Researchers say they have developed an algorithm that could help to unravel the different sources that contributed to individual books of the Bible. Prof. Nachum Dershowitz of Tel Aviv University's Blavatnik School of Computer Science, who worked in collaboration with his son, Bible scholar Idan Dershowitz of Hebrew University, and Prof. Moshe Koppel and Ph.D. student Navot Akiva of Bar-Ilan University, says that their computer algorithm recognizes linguistic cues, such as word preference, to divide texts into probable author groupings.
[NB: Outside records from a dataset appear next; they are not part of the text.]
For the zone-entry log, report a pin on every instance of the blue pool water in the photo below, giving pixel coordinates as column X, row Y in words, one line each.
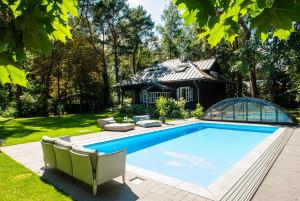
column 196, row 153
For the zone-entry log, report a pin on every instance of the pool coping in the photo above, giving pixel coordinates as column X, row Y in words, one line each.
column 221, row 185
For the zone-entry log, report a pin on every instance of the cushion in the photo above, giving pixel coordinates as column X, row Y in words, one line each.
column 48, row 139
column 148, row 123
column 63, row 143
column 119, row 127
column 141, row 118
column 103, row 122
column 92, row 154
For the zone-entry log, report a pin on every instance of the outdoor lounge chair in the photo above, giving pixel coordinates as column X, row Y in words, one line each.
column 84, row 164
column 110, row 124
column 144, row 121
column 48, row 150
column 107, row 167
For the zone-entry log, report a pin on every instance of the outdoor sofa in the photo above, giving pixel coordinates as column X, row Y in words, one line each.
column 84, row 164
column 144, row 121
column 110, row 124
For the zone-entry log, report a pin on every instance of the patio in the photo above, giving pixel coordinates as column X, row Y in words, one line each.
column 280, row 183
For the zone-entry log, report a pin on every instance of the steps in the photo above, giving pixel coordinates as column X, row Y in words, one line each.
column 246, row 186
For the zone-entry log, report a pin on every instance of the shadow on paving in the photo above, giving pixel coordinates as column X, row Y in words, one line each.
column 109, row 191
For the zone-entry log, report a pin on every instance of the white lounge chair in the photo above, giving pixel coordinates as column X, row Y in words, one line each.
column 144, row 121
column 110, row 124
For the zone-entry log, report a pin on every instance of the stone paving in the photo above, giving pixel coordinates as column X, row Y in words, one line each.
column 282, row 182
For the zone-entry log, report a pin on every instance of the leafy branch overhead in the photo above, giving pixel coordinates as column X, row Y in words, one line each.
column 30, row 26
column 222, row 19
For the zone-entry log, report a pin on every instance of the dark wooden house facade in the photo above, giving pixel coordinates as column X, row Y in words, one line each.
column 196, row 82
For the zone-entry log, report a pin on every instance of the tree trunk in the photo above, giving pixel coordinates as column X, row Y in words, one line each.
column 253, row 82
column 246, row 38
column 239, row 84
column 134, row 68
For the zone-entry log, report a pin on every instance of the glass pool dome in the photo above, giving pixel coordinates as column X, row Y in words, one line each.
column 249, row 110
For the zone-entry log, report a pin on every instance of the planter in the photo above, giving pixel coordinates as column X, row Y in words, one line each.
column 162, row 119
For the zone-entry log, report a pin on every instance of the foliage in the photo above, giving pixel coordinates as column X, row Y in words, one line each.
column 176, row 108
column 30, row 26
column 198, row 112
column 9, row 111
column 18, row 183
column 222, row 19
column 161, row 106
column 170, row 31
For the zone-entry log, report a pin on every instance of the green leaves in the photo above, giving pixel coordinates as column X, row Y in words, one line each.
column 221, row 19
column 31, row 26
column 9, row 73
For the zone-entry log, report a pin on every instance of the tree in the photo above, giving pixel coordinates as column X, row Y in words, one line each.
column 222, row 19
column 219, row 20
column 30, row 26
column 139, row 32
column 170, row 31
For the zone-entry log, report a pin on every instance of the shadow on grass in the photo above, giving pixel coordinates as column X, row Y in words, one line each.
column 22, row 127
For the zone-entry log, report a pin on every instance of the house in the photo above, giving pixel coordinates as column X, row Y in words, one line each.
column 196, row 82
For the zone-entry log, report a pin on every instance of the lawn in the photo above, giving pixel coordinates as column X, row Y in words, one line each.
column 22, row 130
column 18, row 184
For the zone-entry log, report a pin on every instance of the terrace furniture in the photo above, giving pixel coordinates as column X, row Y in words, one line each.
column 48, row 149
column 110, row 124
column 144, row 121
column 84, row 164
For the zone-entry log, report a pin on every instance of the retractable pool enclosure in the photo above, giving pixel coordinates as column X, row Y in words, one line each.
column 249, row 110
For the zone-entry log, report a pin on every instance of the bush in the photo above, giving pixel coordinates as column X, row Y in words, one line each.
column 9, row 112
column 28, row 104
column 198, row 112
column 161, row 106
column 176, row 109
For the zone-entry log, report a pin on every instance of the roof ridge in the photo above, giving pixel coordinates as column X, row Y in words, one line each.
column 200, row 71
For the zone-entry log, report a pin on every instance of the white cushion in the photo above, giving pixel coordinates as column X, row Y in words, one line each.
column 119, row 127
column 103, row 122
column 63, row 143
column 148, row 123
column 48, row 139
column 91, row 153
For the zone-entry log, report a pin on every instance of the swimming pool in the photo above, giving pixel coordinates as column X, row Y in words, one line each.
column 197, row 153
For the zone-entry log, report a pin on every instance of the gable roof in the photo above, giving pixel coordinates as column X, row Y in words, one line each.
column 170, row 71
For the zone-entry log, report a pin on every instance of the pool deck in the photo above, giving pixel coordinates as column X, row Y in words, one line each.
column 281, row 183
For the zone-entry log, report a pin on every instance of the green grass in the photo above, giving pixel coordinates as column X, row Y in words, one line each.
column 19, row 184
column 22, row 130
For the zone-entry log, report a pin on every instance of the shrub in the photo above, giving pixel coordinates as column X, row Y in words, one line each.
column 176, row 109
column 161, row 106
column 10, row 111
column 198, row 112
column 28, row 104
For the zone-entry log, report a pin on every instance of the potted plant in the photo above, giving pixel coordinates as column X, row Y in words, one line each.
column 161, row 107
column 198, row 112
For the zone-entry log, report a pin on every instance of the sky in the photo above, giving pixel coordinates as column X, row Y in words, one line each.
column 153, row 7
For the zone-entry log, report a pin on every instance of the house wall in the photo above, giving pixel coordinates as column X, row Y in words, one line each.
column 209, row 92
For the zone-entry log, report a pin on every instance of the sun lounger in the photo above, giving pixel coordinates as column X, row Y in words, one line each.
column 110, row 124
column 144, row 121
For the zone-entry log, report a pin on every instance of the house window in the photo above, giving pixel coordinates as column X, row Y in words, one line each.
column 143, row 96
column 185, row 92
column 151, row 97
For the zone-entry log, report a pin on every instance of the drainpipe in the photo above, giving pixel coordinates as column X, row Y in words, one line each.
column 197, row 90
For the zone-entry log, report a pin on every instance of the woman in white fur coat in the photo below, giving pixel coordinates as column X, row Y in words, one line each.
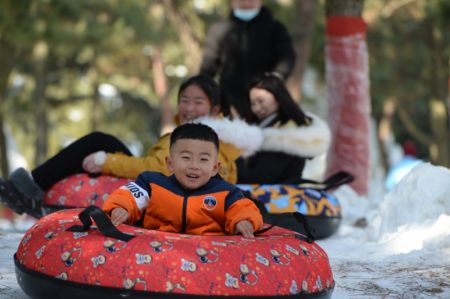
column 290, row 136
By focusing exclusively on writing style instead of subject or genre, they claim to have sidestepped several methodological hurdles that hamper conventional Bible scholarship, like objectivity in content-based analysis and complications caused by the multiple genres and literary forms found in the Bible; poetry, narrative, law, and parable.
Their computational linguistics software searches for and compares details that human scholars might have difficulty detecting, such as the frequency of the use of "function" words and synonyms. Such details have little bearing on the meaning of the text itself, but each author or source often has his own style. This could be as innocuous as an author's preference for using the word "said" versus "spoke."
To test the validity of their method, the researchers randomly mixed passages from the two Hebrew books of Jeremiah and Ezekiel, and asked the computer to separate them. By searching for and categorizing chapters by synonym preference, and then looking at usage of common words, the computer program was able to separate the passages with 99 percent accuracy. The software was also able to distinguish between "priestly" materials — those dealing with issues such as religious ritual — and "non-priestly" material in the Torah, a categorization that is widely used by Bible scholars.
While the algorithm is not yet advanced enough to give the researchers a precise number of probable authors involved in the writing of the individual books of the Bible, Dershowitz says that it can help to identify transition points within the text where a source changes, potentially shedding new light on age-old debates.
Categorizing the unknown
Part of a new field called "digital humanities," software like Dershowitz's is being developed to give more insight into historical sources than ever before. Programs already exist to help attribute previously anonymous texts to well-known authors by writing style, or uncover the gender of a text's author. But the Bible presents a new challenge, says Dershowitz, as there are no independently attributed works to which to compare the Biblical books.
The Torah algorithm may also provide new information about other enigmatic source material, such as the many pamphlets and treatises of unknown composition that are scattered throughout history. And because the software can identify subtle linguistic cues, it is able to uncover differences within mere percentage points, a feat that has never before been possible. "If the computer can find features that Bible scholars haven't noticed before, it adds new dimensions to their scholarship. That would be gratifying in and of itself," says Prof. Dershowitz.
Their research was presented at the 49th Annual Conference of the Association for Computational Linguistics in Portland.